Il y a le ciel, le soleil et la mer, pour paraphraser la fameuse chanson de François Deguelt (auteur, compositeur et interprète) et tant de fois reprise. Alors oui, c’est l’été et, au bord de l’eau, il n’est pas interdit de lire quelques ouvrages de qualité qui font travailler (un peu) les neurones, après s’être préalablement enduit de crème solaire.
« Une prédication, si elle n’est pas une parole à vif, ne touche pas les cœurs. » C’est une des affirmations fortes de Marie Cénec, pasteure genevoise qui bouscule les certitudes pour privilégier ses convictions dans cet essai où il est question de Parole, mais pas seulement.
Née à Strasbourg, Marie Cénec a passé son enfance en Alsace dans une famille catholique mais pas particulièrement pratiquante. Elle est l’ainée de 5 frères et sœurs. « Plongée dès l’âge de 6 ans dans le fondamentalisme chrétien, j’étais heureuse de faire escale l’été chez mes grands-parents », écrit celle qui est devenue pasteure (et donc convertie) et qui officie désormais à Genève entre le Temple de Malagnou et la Fusterie. C’est à la Faculté des lettres de l’Université de Strasbourg qu’elle rencontre le protestantisme par l’intermédiaire de son aumônerie universitaire. Puis ce sera théologie et elle bénéficiera notamment d’une bourse qui l’emmènera à Genève.
« N’est-ce pas uniquement au cœur du dialogue que peut se vivre un partage spirituel ? », écrit encore Marie qui partage avec le lecteur, dans les pages de son livre, une douleur qui remonte à l’enfance. Sa mère radicale évangélique, son oncle lui, rejoint les témoins de Jéhovah, on comprend alors son plaisir de retrouver son grand-père avec qui « je partageais l’amour des roses et de la liberté de pensée. » Chez lui, elle reposait son corps et son esprit. C’est son grand-père qui lui « offre l’espace de douter, de ne pas savoir. »
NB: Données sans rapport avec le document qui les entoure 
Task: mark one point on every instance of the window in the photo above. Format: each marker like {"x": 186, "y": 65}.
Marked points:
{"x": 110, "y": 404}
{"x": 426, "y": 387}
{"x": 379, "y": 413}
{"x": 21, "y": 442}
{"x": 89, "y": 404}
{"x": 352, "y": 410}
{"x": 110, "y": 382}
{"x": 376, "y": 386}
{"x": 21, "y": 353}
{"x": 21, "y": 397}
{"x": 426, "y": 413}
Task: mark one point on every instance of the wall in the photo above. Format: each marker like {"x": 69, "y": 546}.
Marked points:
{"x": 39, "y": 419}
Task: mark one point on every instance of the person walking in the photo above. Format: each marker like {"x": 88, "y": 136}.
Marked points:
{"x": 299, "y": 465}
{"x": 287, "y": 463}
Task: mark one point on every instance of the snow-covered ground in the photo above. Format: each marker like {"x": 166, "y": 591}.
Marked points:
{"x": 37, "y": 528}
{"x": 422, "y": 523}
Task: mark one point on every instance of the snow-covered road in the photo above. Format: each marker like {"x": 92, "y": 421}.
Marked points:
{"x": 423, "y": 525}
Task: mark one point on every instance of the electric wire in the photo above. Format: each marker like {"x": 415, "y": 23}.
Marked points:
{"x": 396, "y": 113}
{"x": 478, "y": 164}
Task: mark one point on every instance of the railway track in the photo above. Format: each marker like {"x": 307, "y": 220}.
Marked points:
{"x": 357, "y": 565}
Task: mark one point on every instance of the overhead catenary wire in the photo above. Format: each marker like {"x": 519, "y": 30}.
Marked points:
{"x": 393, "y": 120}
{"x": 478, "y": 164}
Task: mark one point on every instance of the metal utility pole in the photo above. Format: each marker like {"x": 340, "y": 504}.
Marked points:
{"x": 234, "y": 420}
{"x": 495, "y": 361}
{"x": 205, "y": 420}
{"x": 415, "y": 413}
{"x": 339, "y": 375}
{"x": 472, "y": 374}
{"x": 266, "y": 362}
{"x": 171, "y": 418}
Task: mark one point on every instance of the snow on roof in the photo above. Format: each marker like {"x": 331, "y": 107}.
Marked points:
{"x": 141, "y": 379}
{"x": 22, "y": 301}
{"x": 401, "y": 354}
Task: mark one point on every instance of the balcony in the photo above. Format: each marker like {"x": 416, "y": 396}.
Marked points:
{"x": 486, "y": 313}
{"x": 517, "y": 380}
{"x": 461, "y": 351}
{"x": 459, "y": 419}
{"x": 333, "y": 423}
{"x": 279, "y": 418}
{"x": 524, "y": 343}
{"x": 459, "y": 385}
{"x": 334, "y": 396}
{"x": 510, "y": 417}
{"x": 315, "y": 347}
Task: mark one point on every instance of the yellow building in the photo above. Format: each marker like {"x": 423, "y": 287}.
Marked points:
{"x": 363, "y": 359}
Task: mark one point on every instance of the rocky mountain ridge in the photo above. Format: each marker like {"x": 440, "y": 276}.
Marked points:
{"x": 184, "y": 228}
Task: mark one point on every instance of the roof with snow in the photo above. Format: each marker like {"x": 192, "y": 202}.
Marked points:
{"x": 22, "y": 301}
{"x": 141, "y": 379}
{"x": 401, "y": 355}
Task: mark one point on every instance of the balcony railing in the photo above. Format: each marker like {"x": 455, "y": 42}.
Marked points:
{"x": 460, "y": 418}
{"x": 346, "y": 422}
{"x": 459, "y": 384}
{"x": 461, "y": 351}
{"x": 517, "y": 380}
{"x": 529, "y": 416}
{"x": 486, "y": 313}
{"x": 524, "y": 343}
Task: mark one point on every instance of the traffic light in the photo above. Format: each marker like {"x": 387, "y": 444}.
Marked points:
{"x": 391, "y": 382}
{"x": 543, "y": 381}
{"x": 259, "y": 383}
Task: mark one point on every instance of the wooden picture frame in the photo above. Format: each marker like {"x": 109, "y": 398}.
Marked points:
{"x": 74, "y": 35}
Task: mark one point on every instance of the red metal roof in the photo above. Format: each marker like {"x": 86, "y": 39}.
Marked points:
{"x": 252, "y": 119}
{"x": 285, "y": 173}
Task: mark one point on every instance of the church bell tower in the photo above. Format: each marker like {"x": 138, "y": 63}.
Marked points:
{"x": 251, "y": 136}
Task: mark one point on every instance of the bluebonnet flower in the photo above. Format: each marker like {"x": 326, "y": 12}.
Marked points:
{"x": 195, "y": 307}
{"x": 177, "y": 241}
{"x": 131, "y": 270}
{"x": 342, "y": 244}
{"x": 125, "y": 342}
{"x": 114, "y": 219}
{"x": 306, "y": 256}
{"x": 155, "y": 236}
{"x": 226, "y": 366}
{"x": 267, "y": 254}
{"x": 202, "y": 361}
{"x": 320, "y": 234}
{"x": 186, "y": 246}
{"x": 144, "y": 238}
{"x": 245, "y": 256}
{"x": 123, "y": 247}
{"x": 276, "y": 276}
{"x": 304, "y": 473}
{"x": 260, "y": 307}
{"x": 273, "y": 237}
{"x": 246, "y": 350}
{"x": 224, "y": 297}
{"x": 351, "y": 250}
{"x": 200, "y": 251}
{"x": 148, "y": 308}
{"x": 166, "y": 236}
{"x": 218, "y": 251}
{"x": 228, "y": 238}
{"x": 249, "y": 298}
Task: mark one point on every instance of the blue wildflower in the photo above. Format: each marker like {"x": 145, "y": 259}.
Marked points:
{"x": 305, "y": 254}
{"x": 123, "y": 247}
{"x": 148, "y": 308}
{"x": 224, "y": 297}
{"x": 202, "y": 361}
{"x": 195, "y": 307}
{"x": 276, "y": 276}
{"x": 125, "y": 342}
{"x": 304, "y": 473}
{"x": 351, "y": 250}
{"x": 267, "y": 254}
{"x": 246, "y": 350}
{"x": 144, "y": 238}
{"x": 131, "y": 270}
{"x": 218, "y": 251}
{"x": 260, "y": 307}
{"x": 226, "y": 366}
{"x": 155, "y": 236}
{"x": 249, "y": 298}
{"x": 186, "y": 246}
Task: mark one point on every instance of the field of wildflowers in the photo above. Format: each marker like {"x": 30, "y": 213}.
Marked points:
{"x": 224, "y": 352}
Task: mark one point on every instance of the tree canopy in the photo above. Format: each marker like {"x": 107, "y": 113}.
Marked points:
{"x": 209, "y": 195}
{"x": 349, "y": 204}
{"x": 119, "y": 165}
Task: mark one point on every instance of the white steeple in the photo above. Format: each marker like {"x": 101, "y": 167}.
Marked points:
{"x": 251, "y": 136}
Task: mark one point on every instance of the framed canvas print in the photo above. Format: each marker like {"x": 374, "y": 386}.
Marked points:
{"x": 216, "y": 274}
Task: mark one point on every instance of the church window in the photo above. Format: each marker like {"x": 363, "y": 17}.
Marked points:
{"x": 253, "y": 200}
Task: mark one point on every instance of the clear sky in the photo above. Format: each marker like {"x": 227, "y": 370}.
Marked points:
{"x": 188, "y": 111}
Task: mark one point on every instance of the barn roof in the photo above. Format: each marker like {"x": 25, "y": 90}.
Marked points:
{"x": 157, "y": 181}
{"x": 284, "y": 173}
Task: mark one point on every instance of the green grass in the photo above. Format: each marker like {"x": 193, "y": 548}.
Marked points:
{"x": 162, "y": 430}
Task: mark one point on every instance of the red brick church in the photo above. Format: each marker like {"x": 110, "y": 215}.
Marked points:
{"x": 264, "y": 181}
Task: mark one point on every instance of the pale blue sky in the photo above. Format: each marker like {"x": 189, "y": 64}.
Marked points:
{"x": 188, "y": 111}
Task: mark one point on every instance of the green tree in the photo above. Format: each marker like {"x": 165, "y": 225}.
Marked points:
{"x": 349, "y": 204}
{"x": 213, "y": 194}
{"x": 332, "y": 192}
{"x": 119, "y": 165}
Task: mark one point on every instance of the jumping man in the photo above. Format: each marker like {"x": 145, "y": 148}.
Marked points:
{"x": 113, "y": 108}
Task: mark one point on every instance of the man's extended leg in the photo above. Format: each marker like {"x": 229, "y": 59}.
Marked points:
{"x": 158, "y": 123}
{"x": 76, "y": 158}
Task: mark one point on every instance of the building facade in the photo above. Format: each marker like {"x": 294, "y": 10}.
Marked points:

Parler, partager, s’affranchir de la religion, cultiver le doute, mène vers la liberté de croire et non l’obligation d’embrasser une foi radicale. Raconter son histoire, c’est lutter contre la montée des radicalismes qui « jette son ombre sur le monde religieux. »
C’est l’histoire d’un parcours, d’une lente découverte afin de se défaire d’un carcan qui est contraire à ce qu’elle est. Marie Cénec « revendique une parole libre car c’est en cela qu’elle croit, malgré tout. » Cette liberté de parole est-elle compatible avec la foi, la religion, l’engagement au sein de son ministère ? Est-elle conciliable avec la rencontre de celles et ceux qui viennent peut-être chercher en Église des certitudes ? Son expérience et les souffrances de l’enfance l’ont tout droit menée vers la tolérance et le dialogue, passant ainsi de la contrainte à la liberté de croire. Ce chemin fut « long et sinueux » et c’est finalement dans le protestantisme réformé qu’elle trouve son équilibre, la liberté de vivre et de penser. « S’il faut parler, je m’y risque pour que se fissure en moi le mur du religieux érigé en idole. » La parole est franche, tranchante, sans concession. C’est là que réside la grandeur du paradoxe : entre fondamentalisme et liberté. Croire c’est douter et le droit au doute constitue la vérité de la foi. Comme « Le Dieu de la Bible qui est ambivalent ; il ne peut se résumer à l’amour, ni se réduire aux besoins de grands bébés qui ont besoin d’être bercés par des paroles lénifiantes. » Si vous cherchez chez Marie Cénec des paroles consensuelles, des mots uniquement rassurant… passez votre chemin, le dialogue n’est pas fondé sur le renoncement de ses convictions.